American Educational Research Association (AERA) Annual Meeting
Theme: Leveraging Educational Research in a “Post-Truth” Era: Multimodal Narratives to Democratize Evidence
Toronto, Canada
April 5-9, 2019

Title: The Socioemotional Consequences of Accelerated Middle School Mathematics (Paper)
Session: Access to Accelerated Mathematics Course-Taking in Middle School and Beyond
Authors: Thurston Domina, Paul Hanselman; Andres McEachin, Andrew Penner, Emily Penner

​Abstract: Between 1990 and 2015, the proportion of eighth graders in U.S. public schools enrolled in Algebra or a more advanced mathematics course doubled to 44 percent. This increase was particularly pronounced in California, where 8th grade Algebra enrollment rates peaked at 68 percent in 2013 in the wake of a decades-long policy effort to make Algebra the default mathematics course for 8th graders. The push to enroll more middle-schoolers in accelerated courses is predicated on the assumption that students learn more when they are exposed to more academically advanced curricula. However, the evidence in support of that assumption is mixed. Early accelerated course placements boost students’ odds of reaching advanced courses later in high school (Dougherty, Goodman, Hill, Litke, & Page, 2017; McEachin, Domina, & Penner, 2018) and the existing literature describes instances in which accelerated courses have unequivocal positive effects on student achievement (Cortes, Goodman & Nomi, 2015; Heppen, 2012). However, recent quasi-experimental evaluations suggest that the effects of early Algebra vary considerably across schools (McEachin, Domina, & Penner, 2018) and early Algebra when implemented at scale may have unintended negative effects on students mathematics achievement (Clotfelter, Ladd, & Vigdor, 2015; Domina et al., 2015; Dougherty, Goodman, Hill, Litke, & Page, 2017).

One reason for mixed results may be that analyses of effects of course placements on academic outcomes neglect more complex consequences of course placement for student experience. We hypothesize facing more challenging content and interacting with higher achieving peers, has important cross-cutting effects on students’ socioemotional development. In this paper, therefore, we estimate the effects of enrolling in accelerated 8th grade mathematics courses on students’ growth mindset, self-efficacy, self-management, and social awareness.

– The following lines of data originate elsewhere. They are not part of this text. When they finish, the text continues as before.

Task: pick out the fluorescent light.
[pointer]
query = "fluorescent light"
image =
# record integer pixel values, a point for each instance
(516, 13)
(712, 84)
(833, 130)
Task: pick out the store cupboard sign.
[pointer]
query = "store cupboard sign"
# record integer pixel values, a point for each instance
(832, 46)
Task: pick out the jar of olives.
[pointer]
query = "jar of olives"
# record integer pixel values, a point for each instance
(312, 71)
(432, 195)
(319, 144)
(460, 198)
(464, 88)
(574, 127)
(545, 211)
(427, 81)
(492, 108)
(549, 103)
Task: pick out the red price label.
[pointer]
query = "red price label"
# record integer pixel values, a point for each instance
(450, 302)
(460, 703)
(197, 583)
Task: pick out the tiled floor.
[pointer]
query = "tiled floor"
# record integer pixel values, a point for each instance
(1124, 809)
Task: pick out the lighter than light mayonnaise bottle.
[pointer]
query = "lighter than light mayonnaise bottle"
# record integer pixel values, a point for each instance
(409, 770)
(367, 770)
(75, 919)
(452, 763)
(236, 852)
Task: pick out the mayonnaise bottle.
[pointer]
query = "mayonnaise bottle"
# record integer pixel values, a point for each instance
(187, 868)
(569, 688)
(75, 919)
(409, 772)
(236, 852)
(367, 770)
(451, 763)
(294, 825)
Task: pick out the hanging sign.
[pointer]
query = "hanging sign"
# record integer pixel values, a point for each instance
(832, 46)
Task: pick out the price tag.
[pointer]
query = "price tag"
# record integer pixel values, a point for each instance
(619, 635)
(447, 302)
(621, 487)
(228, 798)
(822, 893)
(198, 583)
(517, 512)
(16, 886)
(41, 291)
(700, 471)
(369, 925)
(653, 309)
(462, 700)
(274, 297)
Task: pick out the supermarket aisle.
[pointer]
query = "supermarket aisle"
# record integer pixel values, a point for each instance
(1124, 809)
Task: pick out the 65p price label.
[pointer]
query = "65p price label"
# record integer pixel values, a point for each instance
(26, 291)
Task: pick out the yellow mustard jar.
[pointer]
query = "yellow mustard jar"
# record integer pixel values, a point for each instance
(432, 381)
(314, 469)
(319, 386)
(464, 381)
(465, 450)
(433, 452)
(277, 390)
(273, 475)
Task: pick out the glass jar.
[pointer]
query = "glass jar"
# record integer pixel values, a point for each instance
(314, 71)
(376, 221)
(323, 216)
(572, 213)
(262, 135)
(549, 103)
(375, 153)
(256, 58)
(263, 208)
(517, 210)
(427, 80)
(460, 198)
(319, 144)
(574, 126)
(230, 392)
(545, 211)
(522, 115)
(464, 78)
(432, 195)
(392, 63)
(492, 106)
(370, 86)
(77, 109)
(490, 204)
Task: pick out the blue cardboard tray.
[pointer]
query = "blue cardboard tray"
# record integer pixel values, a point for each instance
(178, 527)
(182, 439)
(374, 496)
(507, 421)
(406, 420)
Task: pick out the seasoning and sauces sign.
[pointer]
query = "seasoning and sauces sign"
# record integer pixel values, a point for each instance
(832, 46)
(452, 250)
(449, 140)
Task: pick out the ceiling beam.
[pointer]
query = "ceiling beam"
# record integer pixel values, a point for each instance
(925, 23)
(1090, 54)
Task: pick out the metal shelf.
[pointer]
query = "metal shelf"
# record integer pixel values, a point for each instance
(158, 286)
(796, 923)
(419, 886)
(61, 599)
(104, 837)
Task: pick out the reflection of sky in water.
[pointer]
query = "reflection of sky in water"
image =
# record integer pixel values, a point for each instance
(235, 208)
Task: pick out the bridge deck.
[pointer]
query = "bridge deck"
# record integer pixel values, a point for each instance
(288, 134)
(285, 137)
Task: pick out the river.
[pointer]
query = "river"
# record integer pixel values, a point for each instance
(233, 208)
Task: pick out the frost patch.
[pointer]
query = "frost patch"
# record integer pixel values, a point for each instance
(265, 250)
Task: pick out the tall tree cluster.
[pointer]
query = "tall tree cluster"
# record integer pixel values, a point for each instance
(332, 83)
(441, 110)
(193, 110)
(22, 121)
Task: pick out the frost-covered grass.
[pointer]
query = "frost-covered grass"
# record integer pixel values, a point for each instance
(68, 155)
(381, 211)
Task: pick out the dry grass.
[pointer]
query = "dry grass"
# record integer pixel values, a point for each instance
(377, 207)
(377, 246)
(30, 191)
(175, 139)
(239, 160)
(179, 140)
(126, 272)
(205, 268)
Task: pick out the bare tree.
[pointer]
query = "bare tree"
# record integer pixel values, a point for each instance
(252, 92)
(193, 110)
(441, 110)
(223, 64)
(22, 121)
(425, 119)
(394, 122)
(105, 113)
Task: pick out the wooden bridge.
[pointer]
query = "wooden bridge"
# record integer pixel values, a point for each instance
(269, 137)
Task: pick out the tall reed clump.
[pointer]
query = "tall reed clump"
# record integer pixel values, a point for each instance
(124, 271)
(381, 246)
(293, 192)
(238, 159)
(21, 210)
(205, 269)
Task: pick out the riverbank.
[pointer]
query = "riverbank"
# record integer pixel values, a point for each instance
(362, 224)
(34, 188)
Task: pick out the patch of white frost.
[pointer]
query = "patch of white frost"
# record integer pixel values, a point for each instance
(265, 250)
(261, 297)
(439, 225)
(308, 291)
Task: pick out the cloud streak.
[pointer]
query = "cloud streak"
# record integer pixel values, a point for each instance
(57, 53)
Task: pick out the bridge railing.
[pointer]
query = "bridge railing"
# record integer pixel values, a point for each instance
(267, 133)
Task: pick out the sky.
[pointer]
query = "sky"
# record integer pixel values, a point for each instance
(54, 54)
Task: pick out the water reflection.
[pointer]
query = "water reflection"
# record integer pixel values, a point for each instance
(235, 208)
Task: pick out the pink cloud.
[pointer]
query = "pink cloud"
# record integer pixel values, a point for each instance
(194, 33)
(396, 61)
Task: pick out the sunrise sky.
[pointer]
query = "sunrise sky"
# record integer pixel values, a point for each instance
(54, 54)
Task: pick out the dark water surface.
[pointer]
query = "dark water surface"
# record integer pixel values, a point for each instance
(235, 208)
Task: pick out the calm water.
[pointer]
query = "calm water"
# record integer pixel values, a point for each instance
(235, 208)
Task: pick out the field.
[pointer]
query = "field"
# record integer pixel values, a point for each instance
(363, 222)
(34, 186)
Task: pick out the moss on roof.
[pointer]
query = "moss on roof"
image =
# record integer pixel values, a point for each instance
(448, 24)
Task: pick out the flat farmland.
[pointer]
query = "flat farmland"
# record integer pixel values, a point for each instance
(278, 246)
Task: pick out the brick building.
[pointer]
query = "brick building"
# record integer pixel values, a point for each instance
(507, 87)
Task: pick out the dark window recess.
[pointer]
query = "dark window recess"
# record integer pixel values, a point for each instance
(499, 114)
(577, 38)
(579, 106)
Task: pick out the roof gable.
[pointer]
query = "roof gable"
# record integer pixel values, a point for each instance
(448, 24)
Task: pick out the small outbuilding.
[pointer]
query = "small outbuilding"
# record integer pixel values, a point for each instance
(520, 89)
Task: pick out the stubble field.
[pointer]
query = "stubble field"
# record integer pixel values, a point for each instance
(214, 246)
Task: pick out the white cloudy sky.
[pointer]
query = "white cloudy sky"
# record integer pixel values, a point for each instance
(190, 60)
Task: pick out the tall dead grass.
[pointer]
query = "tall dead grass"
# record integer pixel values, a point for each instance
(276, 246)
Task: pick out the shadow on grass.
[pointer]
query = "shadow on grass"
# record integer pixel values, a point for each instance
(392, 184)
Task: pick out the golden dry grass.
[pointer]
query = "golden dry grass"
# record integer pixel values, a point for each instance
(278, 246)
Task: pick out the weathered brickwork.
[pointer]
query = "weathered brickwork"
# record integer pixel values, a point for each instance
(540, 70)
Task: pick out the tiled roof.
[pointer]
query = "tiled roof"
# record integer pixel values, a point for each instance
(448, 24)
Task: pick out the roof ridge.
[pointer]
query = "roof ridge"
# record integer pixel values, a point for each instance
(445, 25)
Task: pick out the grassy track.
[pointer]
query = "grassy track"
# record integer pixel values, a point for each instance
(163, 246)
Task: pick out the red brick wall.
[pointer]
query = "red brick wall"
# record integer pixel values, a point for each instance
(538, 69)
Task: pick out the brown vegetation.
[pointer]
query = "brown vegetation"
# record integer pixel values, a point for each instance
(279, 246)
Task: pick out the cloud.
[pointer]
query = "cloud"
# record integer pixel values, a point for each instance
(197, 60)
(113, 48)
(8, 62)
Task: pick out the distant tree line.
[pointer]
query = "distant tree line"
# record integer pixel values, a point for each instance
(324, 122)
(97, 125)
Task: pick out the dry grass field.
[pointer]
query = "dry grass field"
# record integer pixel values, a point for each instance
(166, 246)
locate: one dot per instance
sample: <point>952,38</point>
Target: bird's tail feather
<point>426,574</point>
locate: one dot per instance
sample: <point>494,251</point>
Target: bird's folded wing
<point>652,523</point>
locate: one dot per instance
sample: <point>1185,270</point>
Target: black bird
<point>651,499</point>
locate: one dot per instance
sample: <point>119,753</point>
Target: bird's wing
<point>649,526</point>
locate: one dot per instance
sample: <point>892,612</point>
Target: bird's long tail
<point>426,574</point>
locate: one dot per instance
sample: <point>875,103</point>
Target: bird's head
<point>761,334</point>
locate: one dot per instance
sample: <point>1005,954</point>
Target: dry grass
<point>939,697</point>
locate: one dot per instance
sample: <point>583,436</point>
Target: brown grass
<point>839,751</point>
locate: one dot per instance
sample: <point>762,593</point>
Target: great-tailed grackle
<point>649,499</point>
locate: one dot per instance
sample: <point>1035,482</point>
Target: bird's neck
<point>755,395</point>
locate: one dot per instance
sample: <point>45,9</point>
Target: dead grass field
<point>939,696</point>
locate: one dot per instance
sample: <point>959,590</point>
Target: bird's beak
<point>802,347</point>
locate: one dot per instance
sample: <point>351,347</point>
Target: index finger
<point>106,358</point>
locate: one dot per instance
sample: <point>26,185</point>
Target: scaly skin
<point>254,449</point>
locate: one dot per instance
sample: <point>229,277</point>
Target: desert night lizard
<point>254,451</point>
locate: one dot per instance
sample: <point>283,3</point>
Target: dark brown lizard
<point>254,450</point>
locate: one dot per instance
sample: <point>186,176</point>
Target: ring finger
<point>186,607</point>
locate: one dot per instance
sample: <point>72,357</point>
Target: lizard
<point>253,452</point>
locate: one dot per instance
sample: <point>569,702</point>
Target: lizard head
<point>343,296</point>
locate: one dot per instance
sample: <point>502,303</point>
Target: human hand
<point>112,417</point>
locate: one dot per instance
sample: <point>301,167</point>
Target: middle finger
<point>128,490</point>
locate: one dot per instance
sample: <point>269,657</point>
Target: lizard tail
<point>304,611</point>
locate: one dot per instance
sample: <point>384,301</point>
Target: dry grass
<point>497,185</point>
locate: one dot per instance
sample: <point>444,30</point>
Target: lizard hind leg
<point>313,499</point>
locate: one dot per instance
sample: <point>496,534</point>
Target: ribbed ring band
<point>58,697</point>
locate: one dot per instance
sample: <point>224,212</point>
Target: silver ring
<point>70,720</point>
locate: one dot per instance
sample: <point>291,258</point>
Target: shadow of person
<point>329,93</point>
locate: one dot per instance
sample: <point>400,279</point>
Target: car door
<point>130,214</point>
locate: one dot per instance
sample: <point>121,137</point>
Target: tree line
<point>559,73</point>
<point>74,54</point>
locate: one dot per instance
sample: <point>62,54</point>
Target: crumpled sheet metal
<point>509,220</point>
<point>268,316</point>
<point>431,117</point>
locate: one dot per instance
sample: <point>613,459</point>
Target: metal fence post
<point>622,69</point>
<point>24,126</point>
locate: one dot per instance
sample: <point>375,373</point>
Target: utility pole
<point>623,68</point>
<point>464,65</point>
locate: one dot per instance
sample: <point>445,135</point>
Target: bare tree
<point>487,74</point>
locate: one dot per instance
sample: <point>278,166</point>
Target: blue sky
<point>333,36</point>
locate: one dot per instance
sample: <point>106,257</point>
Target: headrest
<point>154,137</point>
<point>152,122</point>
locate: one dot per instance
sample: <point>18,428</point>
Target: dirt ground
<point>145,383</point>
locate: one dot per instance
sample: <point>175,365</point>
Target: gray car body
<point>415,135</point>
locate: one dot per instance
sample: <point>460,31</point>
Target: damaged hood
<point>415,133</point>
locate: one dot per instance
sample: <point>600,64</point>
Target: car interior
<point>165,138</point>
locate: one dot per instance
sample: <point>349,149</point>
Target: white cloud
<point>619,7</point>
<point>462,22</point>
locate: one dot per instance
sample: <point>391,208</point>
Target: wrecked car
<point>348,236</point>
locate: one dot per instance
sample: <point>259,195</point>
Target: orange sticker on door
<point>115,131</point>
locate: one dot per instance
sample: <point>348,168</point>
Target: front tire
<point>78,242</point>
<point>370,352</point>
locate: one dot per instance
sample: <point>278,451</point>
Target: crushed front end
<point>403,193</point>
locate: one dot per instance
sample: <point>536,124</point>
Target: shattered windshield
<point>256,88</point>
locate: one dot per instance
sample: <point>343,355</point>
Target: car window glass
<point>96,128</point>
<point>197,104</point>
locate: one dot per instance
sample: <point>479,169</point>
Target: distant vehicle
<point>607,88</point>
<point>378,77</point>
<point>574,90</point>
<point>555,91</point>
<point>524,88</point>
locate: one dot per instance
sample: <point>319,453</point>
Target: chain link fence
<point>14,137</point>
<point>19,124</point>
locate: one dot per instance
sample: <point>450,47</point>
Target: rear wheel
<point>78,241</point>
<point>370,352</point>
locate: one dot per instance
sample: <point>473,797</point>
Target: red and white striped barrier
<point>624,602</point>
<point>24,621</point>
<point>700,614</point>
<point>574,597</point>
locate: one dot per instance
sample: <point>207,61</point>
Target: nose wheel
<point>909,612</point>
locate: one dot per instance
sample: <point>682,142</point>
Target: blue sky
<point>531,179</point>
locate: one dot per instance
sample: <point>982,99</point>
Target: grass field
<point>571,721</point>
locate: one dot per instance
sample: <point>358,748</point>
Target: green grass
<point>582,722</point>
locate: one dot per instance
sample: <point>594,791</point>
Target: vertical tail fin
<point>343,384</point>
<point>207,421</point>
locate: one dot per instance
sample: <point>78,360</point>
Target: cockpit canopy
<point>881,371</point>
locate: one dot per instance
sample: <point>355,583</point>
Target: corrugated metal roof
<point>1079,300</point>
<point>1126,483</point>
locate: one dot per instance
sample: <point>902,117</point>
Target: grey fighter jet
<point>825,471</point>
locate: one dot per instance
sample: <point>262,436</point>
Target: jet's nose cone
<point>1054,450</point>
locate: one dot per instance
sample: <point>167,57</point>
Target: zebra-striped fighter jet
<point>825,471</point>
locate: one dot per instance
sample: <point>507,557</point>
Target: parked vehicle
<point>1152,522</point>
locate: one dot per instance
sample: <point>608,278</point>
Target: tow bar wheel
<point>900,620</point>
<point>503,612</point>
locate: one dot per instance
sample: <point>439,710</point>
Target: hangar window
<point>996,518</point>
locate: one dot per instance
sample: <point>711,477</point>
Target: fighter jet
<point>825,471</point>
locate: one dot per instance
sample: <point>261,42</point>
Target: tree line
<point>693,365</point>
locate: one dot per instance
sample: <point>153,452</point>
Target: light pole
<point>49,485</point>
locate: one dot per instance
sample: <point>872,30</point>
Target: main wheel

Our analyses take advantage of unique data resources made available by the CORE Districts, a group of California local education agencies, representing over one million students, that measure student socioemotional development each spring as a part of their locally-developed school accountability system (CORE Districts, 2016; see also West, Buckley, Krachman, & Bookman, 2018 for more information on the CORE districts, their accountability system, and the socioemotional measures they deploy).

Two CORE districts, Fresno and Long Beach Unified, have implemented a policy in which students who score proficient on their prior year mathematics achievement are to be placed into accelerated mathematics courses during 8th grade year (Marsh, Bush-Mecenas, & Hough, 2017). Prior analyses indicate that several additional schools in the CORE districts also use a threshold on students’ prior year mathematics test scores to place students into middle school mathematics courses (McEachin, Domina, & Penner, 2018). These threshold-based course assignments allow us to estimate the effects of accelerated course assignment via regression discontinuity, comparing outcomes for students just above the accelerated course placement threshold with those of their peers who scored just below the threshold. Assuming that observed and unobserved student characteristics vary continuously across the placement threshold, this RD design provides causal inferences that are “as good as random assignment” (Lee & Lemieux, 2010; Imbens & Lemieux, 2008; Reardon & Robinson, 2012).